Love it or hate it, the one thing that seemed evident from the crush of customers storming the new outlet mall was Livermore must be ringing up a lot of cash for the city coffers.
Cha-ching turned to cha-what after talking to Mayor John Marchand and Assistant City Manager Troy Brown on Monday.
They told me the outlet mall is expected to produce approximately $2 million in projected annual sales tax revenue, although that’s all just guesswork until the actual money hits the bank sometime after the first fiscal quarter.
My heart fluttered. I started thinking about all the things that money could buy — reopening the Springtown library, bringing in more services, chipping in for Fourth of July fireworks. The list was just beginning, and I was growing more forgiving of the traffic tie-ups that have largely been contained to just the exit lane on the freeway.
But then I learned that half the money would be going back to the developers. I don’t claim to know all the ins and outs of financing such projects, or if this is standard procedure. All I know is the money given is to be used for funding “public improvements,’’ and Brown says the developer is only being reimbursed a portion of those costs.
The total eligible amount for reimbursement is about $15 million, so if they collect a million a year, this would continue for about 15 years before the city gets the entire tax.
But if, for example, in one year the sales tax was only $1.5 million, the city would still collect their $1 million, but the developer would only get $500,000. That would prolong the time before the $15 million cap would be reached.
Let’s make this clear: The first million goes to the City of Livermore, the second million goes to the developers. Anything less than $2 million is taken out of the developer’s share. Anything more than $2 million goes back to the city.
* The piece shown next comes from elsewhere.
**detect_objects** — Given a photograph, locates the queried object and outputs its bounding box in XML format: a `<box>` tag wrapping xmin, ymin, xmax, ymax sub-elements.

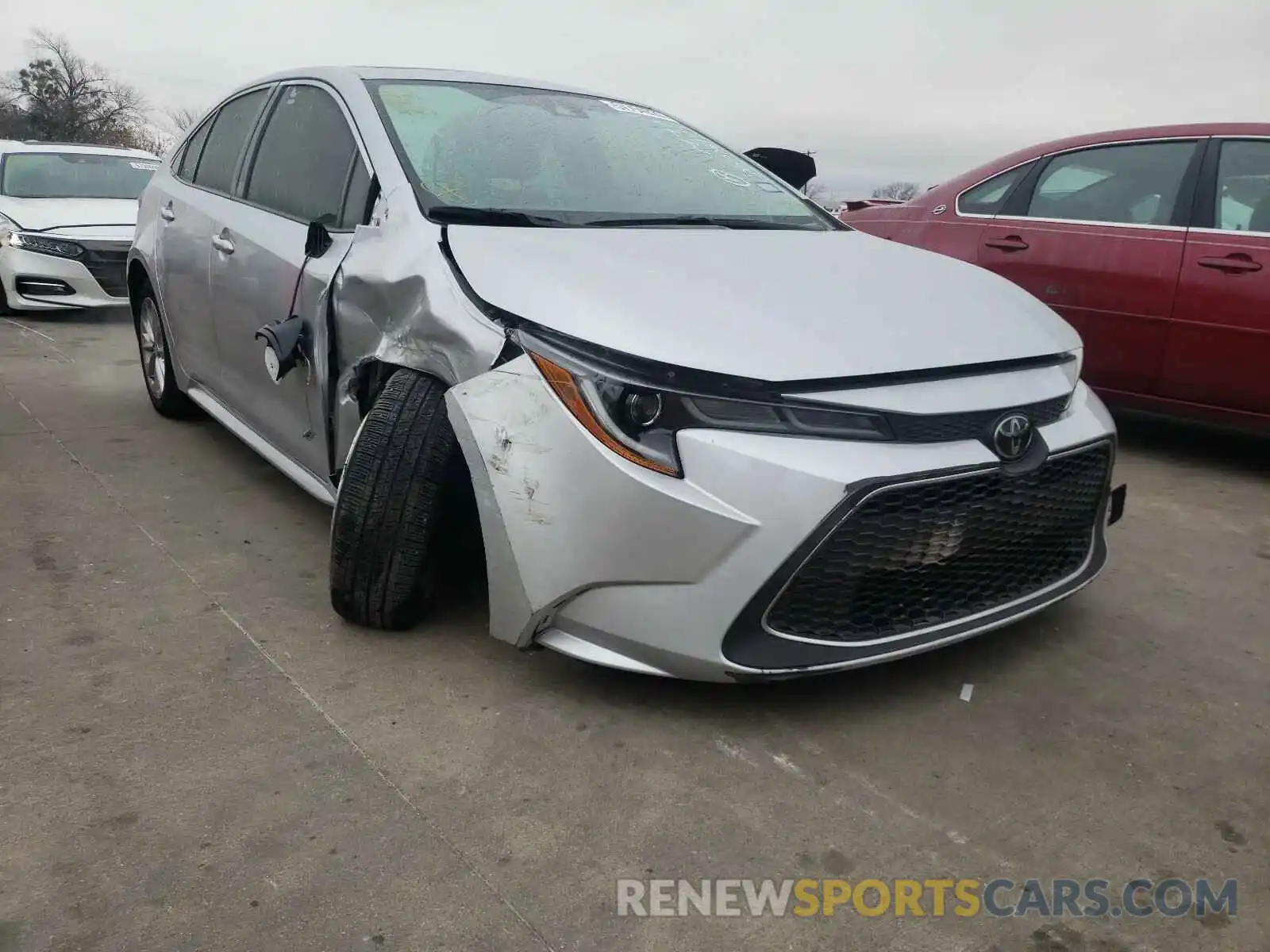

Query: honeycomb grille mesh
<box><xmin>767</xmin><ymin>444</ymin><xmax>1111</xmax><ymax>643</ymax></box>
So for our purposes, we’ll just move on to Livermore’s projected income, which has now been chopped to $1 million — still a sizable amount.
We can still get a lot of bang with a million bucks. Except it isn’t a million going into the general fund.
Out of that money, the city needs to put about $600,000 out for maintenance and city services for the mall, according to Brown and Marchand. The city had already brought on four new police officers, with three more coming on July 1, 2013, all because of the mall and the reinstated gang and drug task force.
(As a side note, I think the officers are better suited to patrolling the parking areas where break-ins have been occurring than directing traffic — a task any civilian who has worked the Alameda County fair could perform. I’ve seen zero police presence in the pitch-black overflow parking areas, and quite a few manning the intersections that could probably flow just as well using the traffic lights.)
But back to the bottom line.
“At the end of the day, the city will get about $400,000,” says Brown of the projected funds. “That money isn’t earmarked for anything right now and will go into the general fund.”
So it boils down to this: Is the $400,000 worth the I-580 traffic jams to Livermore residents?
Perhaps. It does bring some money into our city directly, and there’s hope the mall will raise Livermore's profile — which it has already accomplished. More importantly to city officials is the belief the mall will have a halo effect by creating interest in outlet shoppers to come to downtown Livermore to shop, eat and even venture out to the wineries.
Personally, I don’t think that’s actually going to happen — at least not until there’s some nice hotels to accommodate vacationers who would include a trip to the outlets as part of their plans.
I’m not really into retail therapy, but when I’ve gone to other outlet malls for a day trip I’m like most bargain shoppers who have their eye on the prize — saving money, then getting the heck out.